E ho pensato che forse i film sono destinati a invecchiare più irreversibilmente dei romanzi perché, nel leggere un dialogo in un romanzo, possiamo adeguare i contenuti ai codici comunicativi che ci sono congeniali, mentre in un film dobbiamo accettarli così come sono. Non accade nulla del genere in nessun’altra arte: anche la musica è legata all’interpretazione, ma, se il codice interpretativo cambia, possiamo rivolgerci a nuove interpretazioni -solo pochissimi oggi ascoltano Mozart come veniva eseguito nel 1934, ma se vogliamo vedere L’atalante di Vigo, che è del 1934, non possiamo che prenderlo integralmente così com’è.

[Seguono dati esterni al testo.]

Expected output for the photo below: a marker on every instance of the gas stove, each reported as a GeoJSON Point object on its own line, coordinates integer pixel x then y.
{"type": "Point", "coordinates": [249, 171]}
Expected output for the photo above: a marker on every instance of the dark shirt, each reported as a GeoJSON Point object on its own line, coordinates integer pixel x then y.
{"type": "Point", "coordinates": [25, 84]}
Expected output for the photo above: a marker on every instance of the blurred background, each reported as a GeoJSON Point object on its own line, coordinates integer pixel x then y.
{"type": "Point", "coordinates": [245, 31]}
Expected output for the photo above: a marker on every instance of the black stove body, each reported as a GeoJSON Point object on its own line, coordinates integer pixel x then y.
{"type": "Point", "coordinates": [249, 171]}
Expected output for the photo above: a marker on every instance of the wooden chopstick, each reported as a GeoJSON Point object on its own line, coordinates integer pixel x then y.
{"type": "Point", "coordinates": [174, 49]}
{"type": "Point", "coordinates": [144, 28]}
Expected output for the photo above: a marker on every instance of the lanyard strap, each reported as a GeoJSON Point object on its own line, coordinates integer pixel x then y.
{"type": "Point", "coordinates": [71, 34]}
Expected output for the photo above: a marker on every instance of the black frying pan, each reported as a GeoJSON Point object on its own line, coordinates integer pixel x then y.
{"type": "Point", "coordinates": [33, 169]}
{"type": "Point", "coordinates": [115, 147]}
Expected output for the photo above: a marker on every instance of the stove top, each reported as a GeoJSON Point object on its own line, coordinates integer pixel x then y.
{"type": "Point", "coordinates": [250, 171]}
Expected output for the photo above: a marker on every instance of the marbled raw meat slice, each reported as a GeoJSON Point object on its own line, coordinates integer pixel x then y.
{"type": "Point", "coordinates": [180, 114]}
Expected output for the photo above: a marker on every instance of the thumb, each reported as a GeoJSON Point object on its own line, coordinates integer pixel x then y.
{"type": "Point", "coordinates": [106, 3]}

Paradossalmente, questo discorso è meno vero per il cinema muto, il cui maggiore livello d’astrazione lo mette al riparo dai mutamenti di sensibilità e di gusto. Fra cento anni, forse, Luci della città di Chaplin sarà meno invecchiato de I vitelloni.
Il mutamento del codice comunicativo, dal 1953 ad oggi, è particolarmente evidente nelle donne: se è vero che nessuno recita più come Sordi, Interlenghi e Trieste, è ancor più vero che Leonora Ruffo e Paola Borboni si agitano sulla scena in un modo che appare ormai incredibilmente artificioso e lontano.
Le conclusioni non le ho, Tiratele voi.